A growing number of colleges and universities want to structure their programs around students’ mastery of the material. This competency-based model means once students demonstrate proficiency in a subject, they advance. Students who master subject-area knowledge and skills more quickly are not delayed, while student who need more time can take it and not feel rushed.
The Center for American Progress also just released a white paper that found, “Competency-based education could be the key to providing quality, postsecondary education to millions of Americans at a lower cost.”
This is a radical—and welcome—departure from the 19th century one-size-fits-all model where rigid seat-time requirements hold kids back or push them along—whether or not they’re ready.
But federal student-aid regulations are holding back the tide of progress by tying aid to credit hours instead of student learning—in spite of the U.S. Education Department’s apparent enthusiasm for this model. As Inside Higher Ed reported about Western Governors University (WGU):
Breaking the link between seat time and learning is one way that American colleges and universities can educate more people more efficiently, posit prominent reformers like Education Secretary Arne Duncan. Competency-based programs like Western Governors are the exception now, but “I want them to be the norm,” Duncan told The New York Times last fall. But here’s the catch: For all of the enthusiasm that Duncan and others express for spreading WGU’s approach further in higher education, many experts on nontraditional education say that the federal regulatory bureaucracy that Duncan now oversees serves to discourage—if it doesn’t outright deter—other institutions from following in the unconventional university’s footsteps. While a 2005 law specifically designed for Western Governors created a way for it and other institutions to participate in federal financial aid programs by directly assessing how much students were learning, independent of how many course hours they took or how much time they spent in the classroom, few people in higher education seem to realize that WGU chose not to seek that authority (nor, seven years later, has any other college or university).
. …Instead, the university chose to stick with the more-traditional credit-hour-based approach that … divides the learning competencies it expects students to achieve into units that it equates to credit hours. Students pay a flat rate per term, and while they must complete a minimum number of what WGU calls “competency units” to make sufficient academic progress and qualify for federal student aid, there is no limit on the number of competency units they can earn in any time period.

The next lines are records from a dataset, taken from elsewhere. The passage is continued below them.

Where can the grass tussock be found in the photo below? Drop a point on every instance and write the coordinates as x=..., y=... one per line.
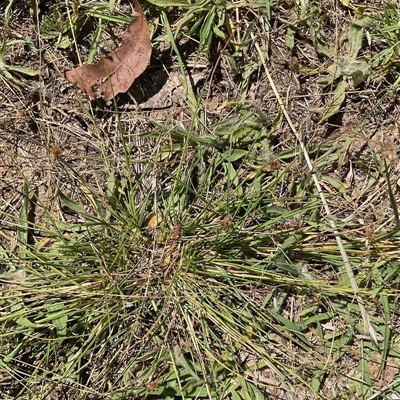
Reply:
x=227, y=229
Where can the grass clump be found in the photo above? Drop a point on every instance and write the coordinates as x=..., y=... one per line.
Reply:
x=187, y=249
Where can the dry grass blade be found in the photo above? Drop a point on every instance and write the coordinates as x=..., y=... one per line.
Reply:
x=367, y=321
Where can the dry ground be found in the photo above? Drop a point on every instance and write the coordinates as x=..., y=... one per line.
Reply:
x=52, y=138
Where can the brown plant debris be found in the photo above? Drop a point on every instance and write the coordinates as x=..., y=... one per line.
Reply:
x=115, y=73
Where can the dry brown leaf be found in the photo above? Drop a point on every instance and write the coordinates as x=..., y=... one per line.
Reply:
x=115, y=73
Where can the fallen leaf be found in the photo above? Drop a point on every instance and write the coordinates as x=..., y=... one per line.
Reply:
x=115, y=73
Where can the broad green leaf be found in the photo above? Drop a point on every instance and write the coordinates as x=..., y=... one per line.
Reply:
x=356, y=33
x=59, y=317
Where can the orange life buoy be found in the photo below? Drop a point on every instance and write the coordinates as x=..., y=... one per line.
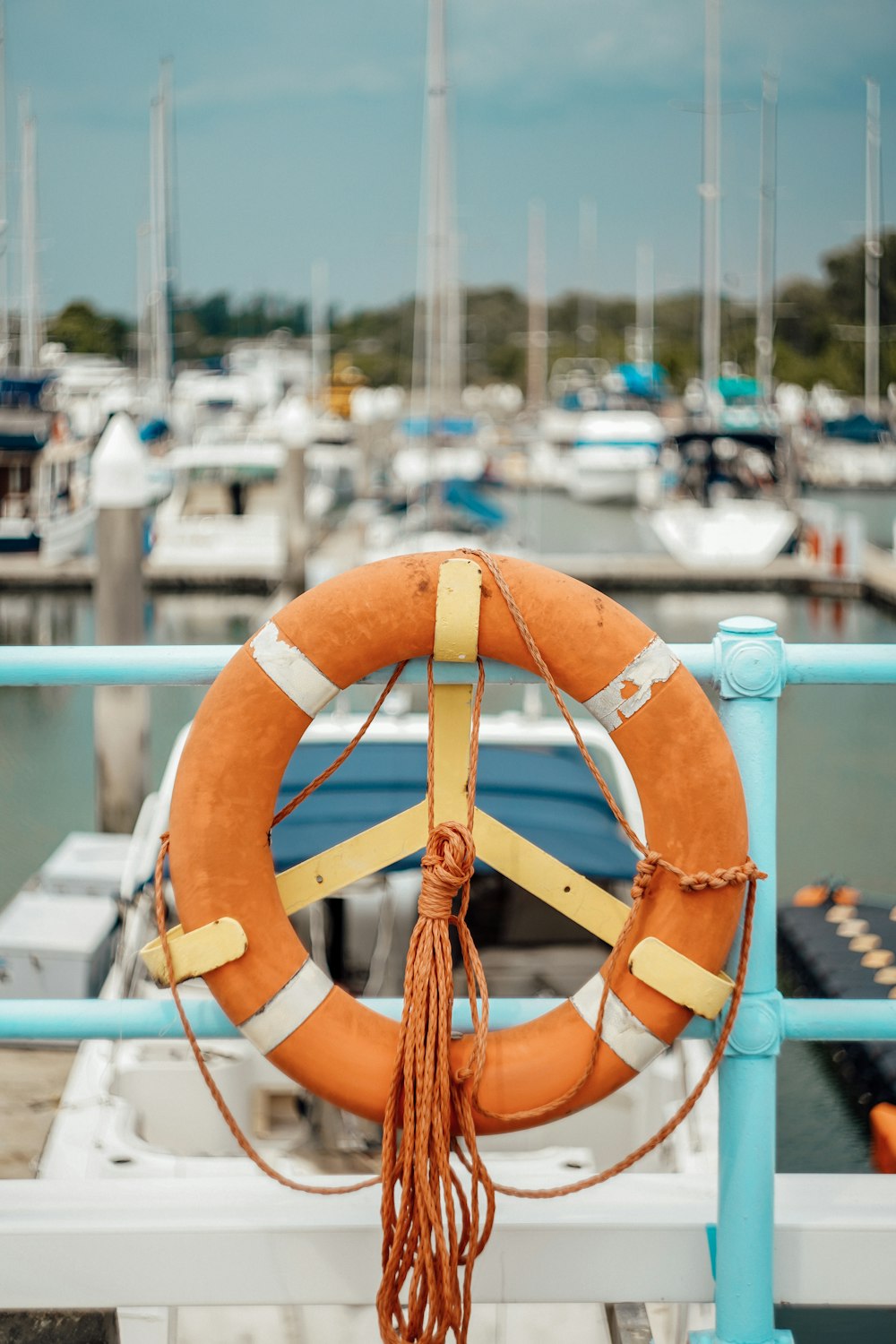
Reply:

As WGU officials see it, that effectively kills the link between learning and seat time because a student getting credits based on learning she proves she has mastered can earn more credit in a term than would be possible in any classroom-based approach.
Perhaps instead of subsidizing costly higher-ed habits and playing politics with student loan interest rates, ED should do what it was originally founded to do more than 30 years ago: reduce regulation, encourage innovation, and promote student learning. Otherwise, it should get out of the way.